Movies

Senna

A riveting Formula One documentary about the purity of sport.

Senna (Universal Pictures) the first documentary feature from British director Asif Kapadia ( The Warrior, Far North) remains, like the man at its center, a seductive enigma. Ayrton Senna, the Brazilian Formula One driver who amassed three world championships before his death at age 34, appears in the film as an abstract ideal of the athlete. He’s driven by the sheer love of speed, and a desire to win so pure it’s like animal instinct. Though the film immerses us in the details of Senna’s life and the world of Formula One for 104 thrilling minutes, we leave still wondering both who Senna was and how Formula One racing works. The first of these two things is ultimately unknowable, now that the man is no longer here to tell us. The second, on the other hand, is eminently knowable and something the movie could have done a better job of explaining.

Senna may leave the non-racing-fan viewer craving a primer in this sport’s rules and culture, but it excels at immersing us in the sensations of racing—at times placing us right inside the car with the driver during a race. This sleek, narration-free documentary hurtles elegantly through the last few years of Senna’s life—the years of his peak career wins, his most excruciating losses, and his legendary rivalry with the French driver Alain Prost.

When I say that Senna and Prost’s rivalry was “legendary,” that’s not just a synonym for “well-known.” The relationship between the two men was the stuff of legend. Watching them envy, disappoint, betray, and enrage one another feels as emotionally rich as a Greek tragedy or a Shakespeare play. Prost, who drove alongside Senna on the McLaren-Honda team, was an established star when the younger, more handsome Brazilian became his teammate and chief competitor in 1988. Known as “the Professor,” Prost was a cautious, canny driver who was less invested in finishing in first place than in playing the sport’s point system so as to assure a technical win. Senna, on the other hand, was a tortured poet behind the wheel, deliberately naive about the politics of racing but fiercely devoted to coming in first.

Since much of the film’s drama comes from what happens between these two men, I’ll stop there, except to observe that by film’s end viewers may be shaking a fist to the heavens William Shatner-style and shouting “PROST!” Like Kirk and Khan, Senna and Prost share an enmity that’s at times indistinguishable from love.

One racing colleague describes Senna as driving with “an intellect”; another commentator likens his way of pushing a car to the limits of its abilities to dancing. “I was in a different dimension,” says Senna himself in an interview, recalling a crucial 1988 race. “The circuit for me was eternal—I realized I was well beyond my conscious understanding.” Later, when Senna wins his first Brazilian Grand Prix—a race that, though he’s already taken the more prestigious world title, signifies to him country and home—we’re inside the car with him as he lets out a long, unearthly scream of joy, then breaks down in helpless sobs. Senna’s operatic expressivity is a world away from the monosyllabic stoicism of American athletes, but Senna makes the case (without ever stating it outright) that the spiritual transport Senna describes is the highest aim of all athletic endeavor. It’s a movie that’s as much about sport itself as it is about the sport of auto racing.
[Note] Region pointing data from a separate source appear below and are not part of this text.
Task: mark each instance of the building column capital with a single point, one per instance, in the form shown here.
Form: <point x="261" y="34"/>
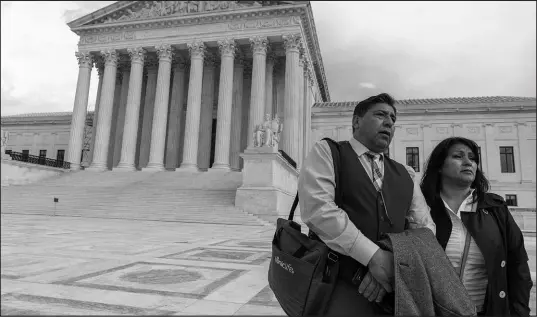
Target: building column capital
<point x="85" y="59"/>
<point x="227" y="47"/>
<point x="197" y="49"/>
<point x="137" y="55"/>
<point x="165" y="52"/>
<point x="259" y="44"/>
<point x="210" y="61"/>
<point x="111" y="57"/>
<point x="292" y="42"/>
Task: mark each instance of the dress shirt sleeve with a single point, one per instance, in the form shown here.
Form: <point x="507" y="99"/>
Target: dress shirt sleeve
<point x="419" y="214"/>
<point x="316" y="191"/>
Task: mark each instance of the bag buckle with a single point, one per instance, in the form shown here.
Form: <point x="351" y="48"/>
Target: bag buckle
<point x="333" y="257"/>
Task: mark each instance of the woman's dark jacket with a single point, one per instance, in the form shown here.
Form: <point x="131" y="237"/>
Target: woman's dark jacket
<point x="499" y="238"/>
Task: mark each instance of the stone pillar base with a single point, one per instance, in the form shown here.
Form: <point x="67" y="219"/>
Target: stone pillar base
<point x="124" y="168"/>
<point x="95" y="168"/>
<point x="269" y="184"/>
<point x="188" y="168"/>
<point x="154" y="167"/>
<point x="219" y="168"/>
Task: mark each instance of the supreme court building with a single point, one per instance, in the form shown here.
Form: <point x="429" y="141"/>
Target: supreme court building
<point x="183" y="84"/>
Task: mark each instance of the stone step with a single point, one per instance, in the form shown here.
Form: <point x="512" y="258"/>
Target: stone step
<point x="165" y="196"/>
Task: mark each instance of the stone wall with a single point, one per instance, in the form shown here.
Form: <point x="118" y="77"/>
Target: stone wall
<point x="20" y="173"/>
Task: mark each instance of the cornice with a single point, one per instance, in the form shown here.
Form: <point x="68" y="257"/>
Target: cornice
<point x="428" y="111"/>
<point x="191" y="19"/>
<point x="302" y="9"/>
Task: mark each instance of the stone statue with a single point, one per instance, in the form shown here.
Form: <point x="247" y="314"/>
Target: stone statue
<point x="258" y="136"/>
<point x="268" y="133"/>
<point x="4" y="138"/>
<point x="277" y="130"/>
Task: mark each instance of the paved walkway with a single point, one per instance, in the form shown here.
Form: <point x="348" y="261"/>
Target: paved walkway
<point x="90" y="266"/>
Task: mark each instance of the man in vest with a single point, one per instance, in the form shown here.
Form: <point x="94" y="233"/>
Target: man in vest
<point x="379" y="196"/>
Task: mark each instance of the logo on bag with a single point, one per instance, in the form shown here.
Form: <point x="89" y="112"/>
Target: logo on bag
<point x="284" y="265"/>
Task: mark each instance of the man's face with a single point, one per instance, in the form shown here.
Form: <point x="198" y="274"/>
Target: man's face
<point x="376" y="128"/>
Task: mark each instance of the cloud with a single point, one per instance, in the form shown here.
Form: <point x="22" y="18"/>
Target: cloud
<point x="428" y="49"/>
<point x="409" y="49"/>
<point x="368" y="85"/>
<point x="39" y="69"/>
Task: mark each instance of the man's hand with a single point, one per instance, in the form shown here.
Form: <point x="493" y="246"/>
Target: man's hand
<point x="371" y="289"/>
<point x="381" y="267"/>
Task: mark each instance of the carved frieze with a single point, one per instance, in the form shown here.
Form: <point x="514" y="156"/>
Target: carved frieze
<point x="111" y="57"/>
<point x="473" y="130"/>
<point x="155" y="9"/>
<point x="227" y="47"/>
<point x="107" y="38"/>
<point x="412" y="131"/>
<point x="85" y="59"/>
<point x="292" y="42"/>
<point x="505" y="129"/>
<point x="137" y="54"/>
<point x="197" y="49"/>
<point x="264" y="23"/>
<point x="259" y="44"/>
<point x="164" y="52"/>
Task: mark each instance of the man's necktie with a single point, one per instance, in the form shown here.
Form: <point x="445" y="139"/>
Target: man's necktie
<point x="375" y="165"/>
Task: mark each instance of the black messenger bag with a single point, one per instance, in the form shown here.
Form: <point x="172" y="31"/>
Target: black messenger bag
<point x="303" y="271"/>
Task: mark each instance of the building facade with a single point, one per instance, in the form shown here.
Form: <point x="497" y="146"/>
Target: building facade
<point x="184" y="84"/>
<point x="45" y="134"/>
<point x="503" y="128"/>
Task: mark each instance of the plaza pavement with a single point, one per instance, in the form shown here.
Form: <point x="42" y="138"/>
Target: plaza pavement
<point x="90" y="266"/>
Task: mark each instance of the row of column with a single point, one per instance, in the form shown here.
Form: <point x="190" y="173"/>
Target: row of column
<point x="229" y="111"/>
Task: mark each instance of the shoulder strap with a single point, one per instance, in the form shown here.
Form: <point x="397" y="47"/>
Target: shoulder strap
<point x="334" y="148"/>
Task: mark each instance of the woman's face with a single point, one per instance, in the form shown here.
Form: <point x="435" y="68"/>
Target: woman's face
<point x="459" y="166"/>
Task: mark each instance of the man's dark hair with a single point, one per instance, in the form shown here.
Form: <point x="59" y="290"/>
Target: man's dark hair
<point x="431" y="182"/>
<point x="363" y="106"/>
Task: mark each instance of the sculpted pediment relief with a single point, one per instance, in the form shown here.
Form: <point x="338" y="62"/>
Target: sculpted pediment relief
<point x="154" y="9"/>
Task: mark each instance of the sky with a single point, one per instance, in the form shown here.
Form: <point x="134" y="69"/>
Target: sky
<point x="411" y="50"/>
The film only hints at the contradictions of Senna the man, who was both intensely religious and unapologetically worldly—the playboy son of a wealthy family, he dated celebrities and used female interviewers for flirting practice. The lack of social and political context can also be frustrating. Senna came along at a moment when Brazil was slowly emerging from decades of military dictatorship and ruinous inflation, which may have accounted in part for how immediately and completely he became an object of national adoration. It didn’t hurt that Senna was impossibly beautiful, with a face straight from a Pasolini film or a Caravaggio painting. Senna feels a touch too short to be fully realized—but, then again, so was Ayrton Senna’s life.